I was trying to get a closer look

at the sloshy brine and green undertow

and how they’ve borne this rinsing roar

without a break 4 billion years by now

and how it was all making me dizzy,

and then some guy with his girlfriend

shouted was I okay bent over like that,

and I waved them off

with a frowning smile and a vow

never to do anything like this again,

never regard the scale of the cosmos

on vacation, at the beach, in public,

doubled over, on a Monday.

© copyright 2023 Ray Waddle 



Gazing up at two tall oaks out back,

then going a thousand feet higher, I hold it there

till my neck hurts meeting painless sky.


Yes I know it’s folly to pinpoint the plane

where gravity wavers and politics ends

and stratosphere comes into its own,


but I stay tensed upward anyway where clouds

breathe and boil and stream their colors,

fend off our taunts, sweep themselves along.


What I’m saying is I’m trying to take a break

from the helpless recounts down here,

the fight for ground, the way the dead slip away.

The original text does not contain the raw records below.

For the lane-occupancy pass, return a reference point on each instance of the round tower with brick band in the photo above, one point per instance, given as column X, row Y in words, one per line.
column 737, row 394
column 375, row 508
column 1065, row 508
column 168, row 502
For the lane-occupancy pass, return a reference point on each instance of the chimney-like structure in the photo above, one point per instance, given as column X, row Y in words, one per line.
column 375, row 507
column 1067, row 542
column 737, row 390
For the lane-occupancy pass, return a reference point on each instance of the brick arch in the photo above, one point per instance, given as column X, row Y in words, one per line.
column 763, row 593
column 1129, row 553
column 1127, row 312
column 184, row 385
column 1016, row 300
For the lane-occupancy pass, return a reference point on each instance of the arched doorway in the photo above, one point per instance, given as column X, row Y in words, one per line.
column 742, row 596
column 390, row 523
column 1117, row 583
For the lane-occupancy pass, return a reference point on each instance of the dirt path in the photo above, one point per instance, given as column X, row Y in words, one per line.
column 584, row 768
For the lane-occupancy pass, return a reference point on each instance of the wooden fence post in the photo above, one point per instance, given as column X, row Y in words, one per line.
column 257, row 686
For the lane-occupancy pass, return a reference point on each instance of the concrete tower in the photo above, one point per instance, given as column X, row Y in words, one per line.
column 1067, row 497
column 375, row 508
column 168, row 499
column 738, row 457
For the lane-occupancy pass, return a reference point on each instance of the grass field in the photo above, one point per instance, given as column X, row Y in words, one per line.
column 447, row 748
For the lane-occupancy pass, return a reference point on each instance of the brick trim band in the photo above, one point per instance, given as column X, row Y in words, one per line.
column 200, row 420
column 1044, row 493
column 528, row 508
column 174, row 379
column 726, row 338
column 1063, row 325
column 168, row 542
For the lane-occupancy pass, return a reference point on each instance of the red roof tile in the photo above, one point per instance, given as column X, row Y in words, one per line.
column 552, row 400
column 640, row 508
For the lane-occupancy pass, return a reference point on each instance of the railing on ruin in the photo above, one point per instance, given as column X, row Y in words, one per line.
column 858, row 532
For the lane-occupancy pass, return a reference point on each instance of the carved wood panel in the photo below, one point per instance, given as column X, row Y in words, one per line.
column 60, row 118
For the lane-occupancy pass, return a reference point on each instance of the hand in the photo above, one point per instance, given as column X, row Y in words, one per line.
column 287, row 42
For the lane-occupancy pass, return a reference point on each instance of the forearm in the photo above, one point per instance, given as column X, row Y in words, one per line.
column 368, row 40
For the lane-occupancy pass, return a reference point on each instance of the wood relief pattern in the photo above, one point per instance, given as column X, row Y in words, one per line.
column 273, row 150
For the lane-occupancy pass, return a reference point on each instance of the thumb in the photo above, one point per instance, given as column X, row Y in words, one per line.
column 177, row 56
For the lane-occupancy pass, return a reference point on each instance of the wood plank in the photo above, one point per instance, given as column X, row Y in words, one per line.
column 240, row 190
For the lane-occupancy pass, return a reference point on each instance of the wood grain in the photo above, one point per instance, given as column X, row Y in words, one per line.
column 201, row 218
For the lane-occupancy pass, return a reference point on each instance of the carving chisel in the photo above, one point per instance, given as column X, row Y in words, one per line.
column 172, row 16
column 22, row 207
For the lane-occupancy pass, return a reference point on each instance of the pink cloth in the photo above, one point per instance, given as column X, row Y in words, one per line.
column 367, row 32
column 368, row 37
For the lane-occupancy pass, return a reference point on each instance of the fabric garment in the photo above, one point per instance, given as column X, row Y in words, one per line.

The sky has its say, saying nothing,

wanting nothing, which isn’t nothing,

if I’m paying any attention at all.

© copyright 2023 Ray Waddle



Already in mid-October the couple across the street

are setting up the front yard – the latest spinning Santa,

dog elves pulling holy family on team USA sleigh,

gortex snowman bewildered on the evergreen grass.

Gently they get it all propped up and plugged in,


so the holiday can blanket us with its calming courtesy,

the kind it takes to go to this outdoor trouble.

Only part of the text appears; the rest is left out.